The Raspberry Pi is the Future of Open Computing
About a month ago, I got my first Raspberry Pi 4.
What is a Raspberry Pi? A Raspberry Pi is a small singe-board computer intended for education and for tinkering. For $35, you get a 1.5GHz quad-core ARM processor with 2GB RAM, 2x USB 3.0 ports, 2x USB 2.0 ports, 2x MicroHDMI ports for 2x 4k@60Hz displays, gigabit ethernet, 802.11ac wifi, and Bluetooth. It uses a standard USB-C PD charger as a power supply. All that’s missing is a case, a display cable, and a MicroSD card. Using official sources, another $28. It uses Raspberry Pi OS, a Linux distribution based on Debian.
When my laptop died, I started thinking about replacements and the opportunity to get something to tinker with. I wanted to see just how far low-power computers had come and try to have a fanless computer as my daily machine. If I needed to do “serious work” I could always use it to shell into my larger desktop or a cloud compute node, but I could enjoy pure silence as a default state.
The little machine has exceeded all expectations. It only draws 15W max under load, my usage has been more like 6W. It’s so small, it disappears under my desk with 2 command strips.
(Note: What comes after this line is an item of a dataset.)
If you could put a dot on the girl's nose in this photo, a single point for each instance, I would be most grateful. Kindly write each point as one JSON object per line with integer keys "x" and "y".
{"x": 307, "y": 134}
Having a small, low-cost, silent computer inspired thoughts of where else a little computer could go. One of the first targets was my astronomy hobby. A modified OS called Astroberry came preconfigured with all the drivers I needed to operate my new astrophotography telescope. I simply bought a second microSD card, flashed it with Astroberry, and within an hour had a full guiding and tracking setup with connections to both my home network and an automatic hotspot for remote control when I’m at a dark sky site.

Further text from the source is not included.